History of Murano glass

murano glass-veniceMurano is an island in the Venetian Lagoon, located north-east of Venice, along the Marani canal. Just like Venice it comprises of seven minor islands, two of which are artificial, divided by canals and connected by bridges. This Island is very famous for the characteristic way in which glass is processed.

The history of Murano glass dates back to ancient times.  Excavations have brought to light fragments indicating the existence of glass art in the island already in the seventh century BC. During that time the art was heavily influenced by Arabs and Asians, since Venice was an important commercial port. It wasn't until the Thirteenth century however that the art of Murano glass became an organized manufacturing activity.

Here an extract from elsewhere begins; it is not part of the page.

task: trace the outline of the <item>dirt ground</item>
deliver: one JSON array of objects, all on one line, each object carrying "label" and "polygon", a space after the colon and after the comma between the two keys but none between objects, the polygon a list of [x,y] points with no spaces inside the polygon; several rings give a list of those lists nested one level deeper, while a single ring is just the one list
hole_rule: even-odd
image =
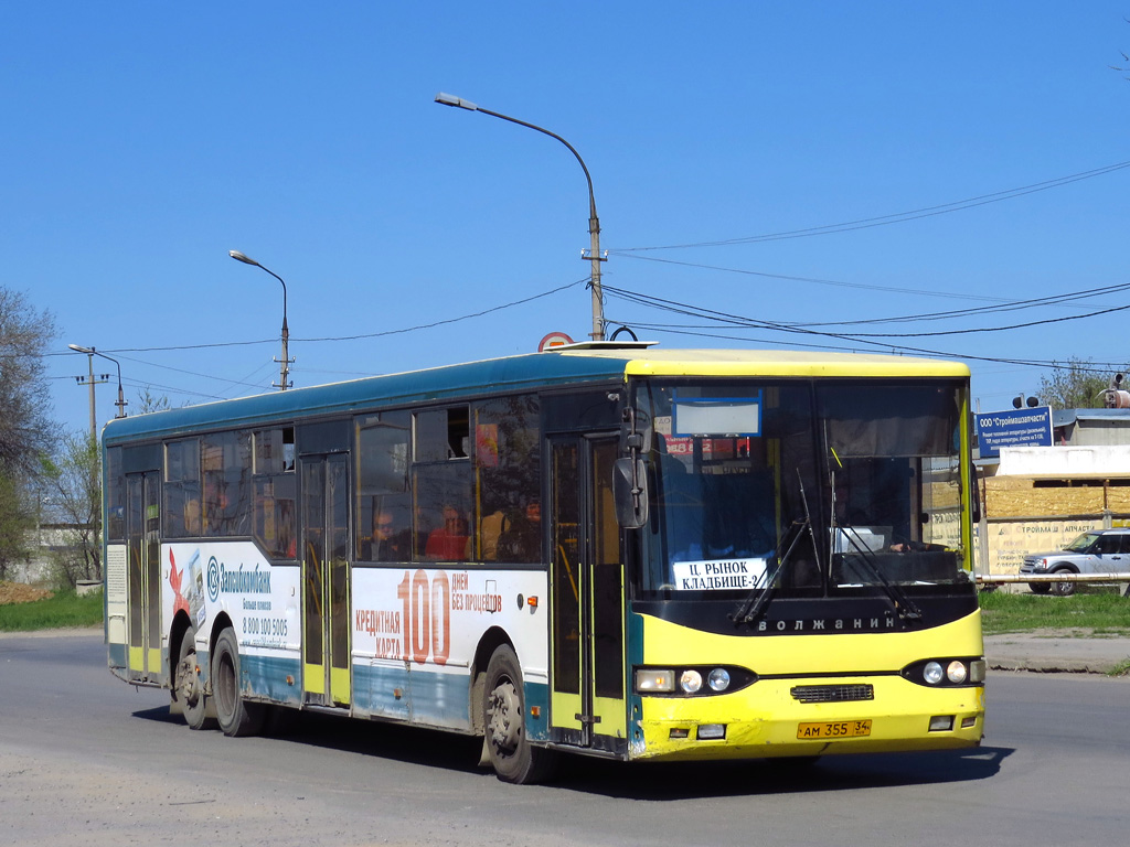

It was in 1291, to be exact, that the Venetian Republic, to prevent the burning of building in the city, ordered glassmakers to move all the foundries to the island. Later on, during the same year, the Doge Tiepolo declared the Island of Murano an industrial area and it soon became the capital of glass production worldwide. The best glass artists of the world lived in Venice and Venice was very jealous of them, so much that every attempt by a glass maker to leave the country was severely punished.

Initially the production consisted largely of objects such as bottles for wine or oil, drinking glasses, lamps, and so on. Glass for windows, tiles, and beads for necklaces were also produced, but in the fifteenth century Murano achieved international fame for the production of blown glass, thanks to artisans with the highest technical and artistic skills. Typical of Murano are the “reticello” glass, “all'avventurina” glass, “a ghiaccio” (ice) glass, and “millefiori” glass, which are copied all over the world. With the end of the Venetian Republic, the glass production came almost to a complete stop and only a few shops remained open. In the second half of the eighteenth century however, glass production resumed full activities and several schools were started  for future glassmakers. In 1861 the Museum of Glass in Murano was opened.

The museum is still open to the public, but since it is undergoing some restoration, only five rooms  can be visited. Nonetheless opening times are 10am to 6pm.